Okay, I can feel the tears welling up again. To think that a young man can step forward proactively in his own life when he’s given information that just may save his life is one of those divine surprises and gifts that is surely beyond me. The undeniable takeaway for me with this whole story is that human beings will do the right thing if they are informed with the right information. Human beings will get and stay well if they know how. Because in my experience, when I don’t know how, I’m less likely to try.

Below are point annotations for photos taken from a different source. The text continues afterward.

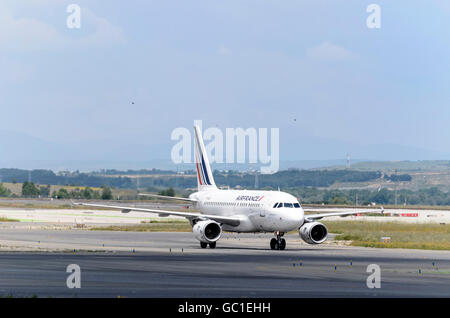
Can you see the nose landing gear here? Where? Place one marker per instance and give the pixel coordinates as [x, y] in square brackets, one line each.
[278, 243]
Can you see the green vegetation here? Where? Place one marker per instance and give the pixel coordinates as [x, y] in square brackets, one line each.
[153, 226]
[106, 193]
[29, 190]
[4, 192]
[430, 197]
[3, 219]
[403, 235]
[169, 192]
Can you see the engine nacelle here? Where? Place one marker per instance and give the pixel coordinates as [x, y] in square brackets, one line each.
[207, 231]
[313, 233]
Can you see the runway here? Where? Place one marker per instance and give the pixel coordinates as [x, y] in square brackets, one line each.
[173, 265]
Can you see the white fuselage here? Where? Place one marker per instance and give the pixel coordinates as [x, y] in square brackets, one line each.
[255, 209]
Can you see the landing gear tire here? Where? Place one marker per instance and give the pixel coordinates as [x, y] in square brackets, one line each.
[278, 243]
[273, 242]
[282, 245]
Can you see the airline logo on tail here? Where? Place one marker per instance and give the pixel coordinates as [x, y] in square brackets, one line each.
[203, 170]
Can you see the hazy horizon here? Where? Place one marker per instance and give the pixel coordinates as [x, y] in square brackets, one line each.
[113, 91]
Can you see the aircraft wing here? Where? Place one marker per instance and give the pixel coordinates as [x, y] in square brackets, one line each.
[233, 221]
[167, 197]
[313, 217]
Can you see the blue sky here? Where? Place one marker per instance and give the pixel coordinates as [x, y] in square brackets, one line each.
[231, 64]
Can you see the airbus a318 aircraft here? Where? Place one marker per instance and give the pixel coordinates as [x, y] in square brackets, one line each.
[242, 211]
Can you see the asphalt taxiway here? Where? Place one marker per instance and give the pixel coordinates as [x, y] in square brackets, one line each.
[132, 264]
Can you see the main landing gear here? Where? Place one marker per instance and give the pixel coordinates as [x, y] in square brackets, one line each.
[211, 245]
[278, 243]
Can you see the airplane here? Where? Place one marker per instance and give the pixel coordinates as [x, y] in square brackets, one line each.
[241, 211]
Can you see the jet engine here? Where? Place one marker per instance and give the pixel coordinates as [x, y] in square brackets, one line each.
[207, 231]
[313, 233]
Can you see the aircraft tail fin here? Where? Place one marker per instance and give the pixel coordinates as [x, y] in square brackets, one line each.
[205, 179]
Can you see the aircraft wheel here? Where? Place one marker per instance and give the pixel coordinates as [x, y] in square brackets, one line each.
[282, 244]
[273, 242]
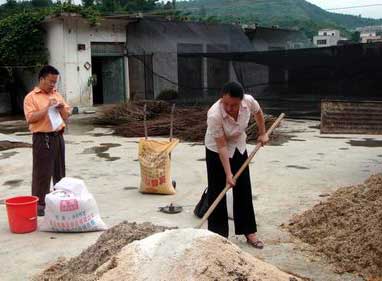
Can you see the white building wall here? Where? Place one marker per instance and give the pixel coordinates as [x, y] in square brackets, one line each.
[55, 44]
[64, 35]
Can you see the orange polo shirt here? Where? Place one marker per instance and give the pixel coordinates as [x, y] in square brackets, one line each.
[36, 101]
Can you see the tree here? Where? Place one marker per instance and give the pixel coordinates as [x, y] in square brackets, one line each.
[87, 3]
[139, 5]
[41, 3]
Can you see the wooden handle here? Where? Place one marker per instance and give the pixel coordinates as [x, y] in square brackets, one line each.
[237, 175]
[144, 120]
[172, 121]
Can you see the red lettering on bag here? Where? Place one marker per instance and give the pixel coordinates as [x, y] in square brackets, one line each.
[69, 205]
[154, 182]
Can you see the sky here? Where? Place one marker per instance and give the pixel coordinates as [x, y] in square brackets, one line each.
[371, 11]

Obviously, I’m encouraged and invigorated by this experience. I’m so impressed with the quality of teachers and the genuine interest of their students wherever I speak. It’s abundantly clear all are interested in learning how to best take care of themselves and their families so that they may find out how to best contribute to our world. My faith in human nature and the dignity of our humanity is over flowing after being in their presence. We just need to find more forums for conversation and discussion about these issues that affect all of us profoundly.
As some of you know, I produce a podcast called Sober Conversations. The podcast is designed to be another forum to talk about these not-so-easy to talk about things. I close each conversation with the tag line: “All great beginnings start with a conversation.” How true it is.